The Umpqua River pinkfin fishery is still going strong and should last through the month of July, but last weekend cooperative fish were tough to find. One angler said he finally found the perch – in the fifteenth spot he fished.
Here’s a few ways to increase your chances when pursuing these spawning pinkfins. (1) – When first anchoring at a spot, cast to the sides of your boat rather than dropping your baits over the side – because the perch won’t be directly beneath your boat – at least not for several minutes. (2) – Avoid fishing near groups of boats that are not catching perch. They are basically telling you where the fish aren’t – although in rare instances the boats may have enough bait in the water to chum the perch in. (3) – The perch are in almost constant movement and usually when you are catching perch and the bite stops, it’s because the perch have moved, rather than quit biting. – and they usually move in the same direction as the tide is flowing. (4) The perch tend to bite best when there is noticeable tidal current, but fishing in the early morning offers two advantages in that boat traffic has not yet spooked the perch and the wind is not yet a factor.
Some striped bass are being caught on Smith River and striper carcasses were left in the dumpster at the fish cleaning station at Winchester Bay’s East Boat Basin last week. Don’t expect much striper talk as these anglers tend to be a secretive lot.
Anglers casting spinners from the bank at Half Moon Bay and Osprey Point are still catching a few salmon each week and and fishing success should improve over the next several weeks.
The ocean finclipped coho salmon season opens Saturday with a quota of 26,000 fish. If the Chinook salmon move closer to the surface and become reachable by sport anglers – the ocean salmon fishing could be good. Some Chinook salmon will begin entering the lower Umpqua River on their spawning run in early July.
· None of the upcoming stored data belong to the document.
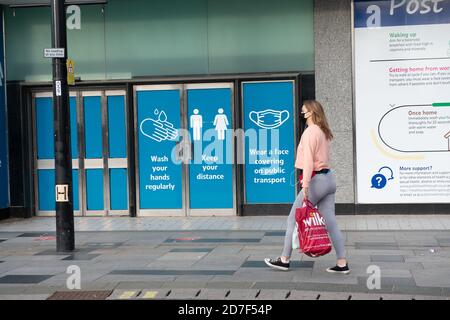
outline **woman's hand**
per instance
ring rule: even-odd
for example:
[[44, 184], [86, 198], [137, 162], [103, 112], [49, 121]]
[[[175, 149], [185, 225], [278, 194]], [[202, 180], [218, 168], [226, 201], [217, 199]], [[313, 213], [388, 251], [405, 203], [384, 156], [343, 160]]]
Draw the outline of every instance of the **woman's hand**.
[[308, 200], [309, 188], [303, 188], [303, 200]]

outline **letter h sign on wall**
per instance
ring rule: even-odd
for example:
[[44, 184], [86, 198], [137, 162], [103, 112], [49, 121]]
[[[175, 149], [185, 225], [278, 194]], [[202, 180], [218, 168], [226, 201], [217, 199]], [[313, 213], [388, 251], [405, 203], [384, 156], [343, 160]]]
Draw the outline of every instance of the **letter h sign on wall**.
[[67, 184], [57, 184], [55, 191], [56, 202], [69, 202], [69, 186]]

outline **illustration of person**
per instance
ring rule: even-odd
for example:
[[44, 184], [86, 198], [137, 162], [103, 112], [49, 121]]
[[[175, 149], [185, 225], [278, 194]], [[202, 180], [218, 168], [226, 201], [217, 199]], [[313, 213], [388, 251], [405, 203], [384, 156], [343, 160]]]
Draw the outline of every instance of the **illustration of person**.
[[201, 129], [203, 127], [203, 118], [198, 114], [198, 109], [194, 109], [194, 114], [190, 118], [190, 127], [194, 130], [194, 141], [201, 140]]
[[219, 108], [219, 114], [214, 118], [214, 126], [217, 131], [218, 139], [225, 140], [225, 131], [229, 125], [227, 116], [223, 114], [223, 109]]

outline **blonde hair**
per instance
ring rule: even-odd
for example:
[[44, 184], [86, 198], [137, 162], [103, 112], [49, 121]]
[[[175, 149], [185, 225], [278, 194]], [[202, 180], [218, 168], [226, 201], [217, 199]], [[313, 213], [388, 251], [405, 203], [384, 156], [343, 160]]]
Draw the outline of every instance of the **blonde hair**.
[[303, 102], [308, 112], [312, 113], [312, 121], [314, 124], [318, 125], [320, 129], [325, 133], [328, 140], [332, 140], [333, 133], [331, 132], [330, 126], [328, 125], [327, 117], [325, 116], [325, 111], [323, 110], [320, 102], [316, 100], [306, 100]]

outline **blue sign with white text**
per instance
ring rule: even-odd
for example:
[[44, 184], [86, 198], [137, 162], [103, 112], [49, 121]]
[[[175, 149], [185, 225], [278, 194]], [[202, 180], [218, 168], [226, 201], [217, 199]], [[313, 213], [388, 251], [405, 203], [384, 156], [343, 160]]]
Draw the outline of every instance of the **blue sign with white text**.
[[180, 90], [137, 92], [140, 209], [182, 209]]
[[0, 7], [0, 209], [9, 207], [8, 140], [6, 130], [6, 79], [4, 77], [3, 9]]
[[292, 203], [294, 82], [247, 82], [242, 94], [246, 203]]
[[450, 0], [355, 0], [355, 28], [450, 23]]
[[189, 89], [191, 209], [233, 208], [232, 94], [230, 88]]

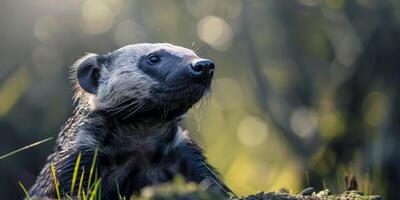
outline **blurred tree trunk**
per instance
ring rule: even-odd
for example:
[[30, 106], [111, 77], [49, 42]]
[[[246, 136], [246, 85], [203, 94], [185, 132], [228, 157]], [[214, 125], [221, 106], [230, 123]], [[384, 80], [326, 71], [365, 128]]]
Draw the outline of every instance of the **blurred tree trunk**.
[[[301, 139], [290, 128], [289, 114], [285, 119], [279, 119], [274, 114], [269, 98], [277, 95], [274, 94], [269, 86], [267, 77], [262, 73], [257, 44], [252, 37], [251, 16], [249, 16], [251, 15], [249, 13], [250, 5], [245, 1], [243, 1], [243, 5], [243, 37], [260, 107], [265, 113], [269, 114], [270, 121], [285, 137], [293, 152], [301, 158], [300, 160], [304, 162], [303, 165], [308, 166], [307, 170], [310, 171], [309, 174], [311, 175], [309, 179], [310, 185], [321, 189], [322, 177], [318, 176], [318, 172], [308, 164], [311, 156], [322, 147], [319, 142], [321, 138], [319, 134], [315, 134], [315, 137], [311, 139]], [[288, 107], [290, 108], [295, 108], [299, 105], [311, 107], [311, 99], [317, 95], [314, 94], [313, 90], [313, 84], [315, 83], [313, 83], [309, 69], [305, 65], [313, 65], [311, 67], [316, 69], [326, 66], [318, 65], [317, 62], [309, 60], [312, 57], [305, 55], [305, 47], [299, 43], [302, 36], [297, 33], [302, 27], [299, 27], [299, 24], [293, 21], [298, 17], [296, 15], [298, 14], [296, 13], [296, 3], [286, 0], [274, 1], [273, 6], [278, 18], [282, 20], [281, 24], [285, 32], [288, 34], [286, 36], [288, 40], [287, 46], [285, 47], [288, 51], [287, 55], [300, 68], [298, 70], [300, 73], [297, 75], [301, 76], [303, 81], [303, 85], [299, 86], [299, 88], [303, 89], [296, 91], [296, 96], [294, 96], [297, 102], [291, 100], [293, 97], [278, 97], [279, 102], [284, 101], [289, 104]], [[375, 174], [381, 171], [384, 180], [375, 180], [376, 187], [385, 189], [383, 185], [380, 186], [379, 184], [387, 180], [388, 199], [400, 199], [399, 194], [395, 192], [395, 187], [400, 185], [400, 161], [397, 159], [400, 150], [400, 106], [397, 103], [400, 101], [400, 68], [398, 67], [400, 65], [400, 56], [398, 56], [400, 52], [400, 32], [398, 30], [398, 22], [395, 21], [388, 9], [388, 3], [380, 2], [377, 3], [376, 7], [375, 10], [371, 10], [352, 2], [346, 4], [344, 8], [344, 14], [349, 17], [350, 23], [353, 23], [353, 20], [360, 20], [354, 17], [359, 13], [370, 13], [372, 17], [370, 27], [353, 27], [362, 40], [365, 49], [351, 66], [353, 70], [351, 76], [347, 81], [340, 84], [335, 92], [334, 103], [337, 109], [344, 113], [344, 123], [347, 128], [343, 135], [327, 141], [325, 145], [325, 147], [335, 152], [336, 162], [331, 167], [329, 174], [326, 174], [327, 177], [324, 178], [336, 180], [338, 167], [350, 165], [350, 163], [354, 162], [355, 154], [360, 149], [365, 149], [365, 152], [362, 152], [364, 165], [361, 167], [363, 169], [370, 168]], [[356, 23], [354, 22], [354, 24]], [[375, 24], [379, 26], [374, 28]], [[370, 35], [365, 31], [366, 28], [372, 30]], [[364, 120], [365, 116], [363, 116], [365, 115], [363, 110], [365, 109], [365, 100], [376, 89], [381, 89], [384, 95], [391, 99], [390, 104], [385, 105], [388, 106], [390, 111], [389, 116], [384, 119], [383, 125], [379, 126], [381, 128], [371, 127]], [[374, 142], [374, 139], [371, 140], [371, 137], [378, 139], [381, 144]], [[388, 148], [389, 150], [379, 150], [379, 155], [375, 156], [371, 155], [373, 154], [371, 148]], [[377, 162], [382, 163], [382, 166], [376, 166]], [[372, 168], [373, 166], [375, 168], [381, 167], [381, 169], [374, 169]]]
[[[400, 101], [400, 31], [387, 7], [382, 6], [378, 16], [378, 27], [365, 43], [365, 50], [354, 66], [354, 75], [338, 89], [337, 105], [346, 112], [349, 128], [344, 137], [332, 141], [329, 146], [336, 152], [338, 164], [351, 162], [355, 152], [364, 149], [363, 167], [382, 173], [374, 175], [376, 187], [387, 190], [387, 199], [400, 199], [396, 190], [400, 185], [400, 161], [397, 159], [400, 150], [400, 107], [397, 103]], [[375, 90], [381, 90], [384, 97], [390, 99], [384, 105], [389, 113], [378, 127], [363, 120], [366, 98]], [[341, 99], [344, 95], [350, 98], [344, 101]], [[379, 153], [373, 155], [372, 148]], [[383, 183], [387, 185], [381, 185]]]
Crabbing at Winchester Bay continues to improve with ocean crabbers enjoying the best success, but crabbing at Half Moon Bay is also productive. Crabs are becoming a nuisance to flounder anglers fishing near the RV park in Winchester Bay. Some anglers have discovered that the crab problem can be minimized by slowly, but constantly moving their flounder-intended baits across the bottom.
I recently read an interesting article in the USA Today newspaper that stated that the annual summertime low-oxygen area in Maryland’s Cheasapeak Bay would be normal-sized this year. I thought that sounded pretty good in an era of ever-increasing air and water temperatures – until the last part of the article went on to state that this year’s low-oxygen area would have the same water volume as it would take to fill 2.3 million Olympic-sized swimming pools.